Vergiss mein nicht! / Eternal Sunshine of the Spotless Mind
Alien – Das unheimliche Wesen aus einer fremden Welt / Alien
Long Walk Home / Rabbit-Proof Fence
Hot Fuzz - Zwei abgewichste Profis / Hot Fuzz
Bube Dame König GrAs / Lock, Stock and two smoking Barrels
Die Ritter der Kokosnuß / Monty Python and the Holy Grail
...​


----------



## Matthias Dammes (8. September 2017)

NForcer-SMC schrieb:


> Tja, daß ist das Problem bei Sprache, denen genau dieser Bezug fehlt. Daher finde ich die deutsche Sprache in diesen Dingen ausgeprägter, weil man da genau unterscheiden kann zwischen eben JEDI und JEDIS, nicht wie im englische, wo JEDI für beides stehen kann.
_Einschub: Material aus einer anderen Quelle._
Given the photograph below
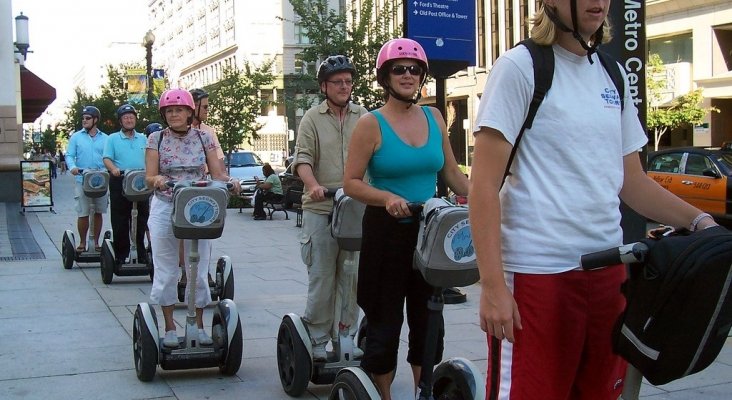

Wie sich mir da immer die Zehennägel aufstellen. 
Der Plural ist auch im deutschen Jedi, nicht Jedis.
Allerdings kann man es in der deutschen Sprache durch die Artikel "der" und "die" unterscheiden.


----------



## SGDrDeath (8. September 2017)

MatthiasDammes schrieb:


> So unwahrscheinlich ist das gar nicht.
> Wäre jedenfalls nicht das erste Mal.


Dann hat man aber ganz schlecht mit all seinen Filialen kommuniziert, denn auch die Franzosen, Italiener, Portugiesen  und Spanier benutzen die Mehrzahl.


----------



## kidou1304 (9. September 2017)

AKTUELL ist er wol der letzte, aber da Ray jetzt bei ihm ist und ja schon in EP7 eine mehr als beeindruckende Begabung zeigte, wird sie vermutlich von ihm noch was lernen und letztlich auch zu einem Jedi werden? Somit hätten wir wieder 2 und der Plural ist berechtigt. Ist zumindest nahe liegend, auch wenn es in EP7 hies, das Luke sich selbst für das abdriften von Ben Solo zur dunklen Seite verantwortlich macht und nach bisherigen Infos deswegen fort ging und deswegen es schon recht unwahrscheinlich ist das er nochmal einen Schüler annimmt. Außer er macht ne Ausnahme weil Ray für ihn genau das ist was eh schon fast alle denken/wissen 

Letztlich...wir werden sehen, sprach der Blinde.


----------



## Matthias Dammes (9. September 2017)

kidou1304 schrieb:


> AKTUELL ist er wol der letzte, aber da Ray jetzt bei ihm ist und ja schon in EP7 eine mehr als beeindruckende Begabung zeigte, wird sie vermutlich von ihm noch was lernen und letztlich auch zu einem Jedi werden?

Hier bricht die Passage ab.